ドフラミンゴの存在を感じとっちゃいけない。あの人に関することは全部シャットアウトしなきゃだめ。
それは、あたしが一番分かっていたから。
「サボ、あたしについて来て」
隣で軽く体を伸ばしているルフィのお兄さんに声をかける。できるかどうか分からないけど、やらなきゃ。
「運んでやろうか?」
「ううん、いい。自分で行ける」
親切にもそう言ってくれた彼に、あたしは微笑んでみせる。それから、手の中で軽く空気の渦を巻き起こした。
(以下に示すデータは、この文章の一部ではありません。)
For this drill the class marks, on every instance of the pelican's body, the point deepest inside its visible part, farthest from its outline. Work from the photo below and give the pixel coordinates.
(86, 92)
それを見て、サボは一瞬止まってから、丸い目を細めて楽しそうに笑う。
「風、か。おれと相性良さそうだな」
「はい?」
「お前が持ってたのか。道理で見つからなかったわけだ。悪魔の実を食うならその能力がいいとずっと思っていたんだが、すでに所有者が居たんだな」
「急になんの話を…」
心なしか、さっきより距離が近くなった気がしてちょっとたじろぐと、サボはふとあたしから視線を外し、あたしのやや上、数十センチのところを見て苦笑いする。
「…信頼してくれたんじゃ無かったのか?」
「同盟を組んだのはお前じゃねェ」
「あぁ…そういうことか。弟を信頼してくれるのは嬉しいんだけどなぁ。そんなに警戒されるとこっちもやりづらいんだが」
「…知るか」
素っ気なく返事をすると、ローは何事かと振り向いたあたしに視線を落とす。
「アウラ、危ねェ真似はするなよ」
「え?あ、うん。…ローもね」
何気なくあたしの頭に置かれた手が名残惜しそうに離れていくのを見て、さっき随分心配をかけてしまったことを思い出す。だから、安心してと言う意味を込めてちょっと笑ってみせた。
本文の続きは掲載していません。